We obtain a new lower bound

$\Omega \left( n\log n\right) \cdot f(1/a_{\min})$ for the time

complexity of this problem, as well as an

$\Omega \left( n\log n\right) \cdot f(b/a_{\min})$ lower time

complexity bound for the classical Boolean Knapsack problem $a^Tx=b$, $x \in \{0,1\}^n$

with positive integer coefficients. Here $n$ is the dimension of

the problem, $a_{\min }$ is the minimal coefficient in the input,

and $f$ is any continuous function of one variable.

These lower bounds appear as alternatives to the well known lower

bound $\Omega (n^2)$ which applies to both cases.

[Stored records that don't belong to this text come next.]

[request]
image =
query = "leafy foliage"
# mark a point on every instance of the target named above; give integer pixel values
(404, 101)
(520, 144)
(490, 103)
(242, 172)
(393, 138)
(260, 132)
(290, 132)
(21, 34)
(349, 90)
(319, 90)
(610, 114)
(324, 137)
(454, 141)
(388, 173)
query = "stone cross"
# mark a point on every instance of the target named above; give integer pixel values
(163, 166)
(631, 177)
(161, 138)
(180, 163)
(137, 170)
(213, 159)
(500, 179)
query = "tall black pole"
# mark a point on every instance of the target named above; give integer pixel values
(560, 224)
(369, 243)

We also construct certain algorithms for KP$_{{\bf R}}$. We suggest

a way of defining the concept of a pseudopolynomial algorithm for

KP$_{{\bf R}}$ and design such an algorithm. On integer inputs

this algorithm is pseudopolynomial according to the classical

complexity theory. Overall, it is seen as superior to the

classical dynamic programming algorithm. Finally, we present two

algorithms with running times $O(n^2/\varepsilon )$ and

$O(n/(\varepsilon a_{\min }))$, respectively, with each finding an

approximation solution with an absolute error $\varepsilon$.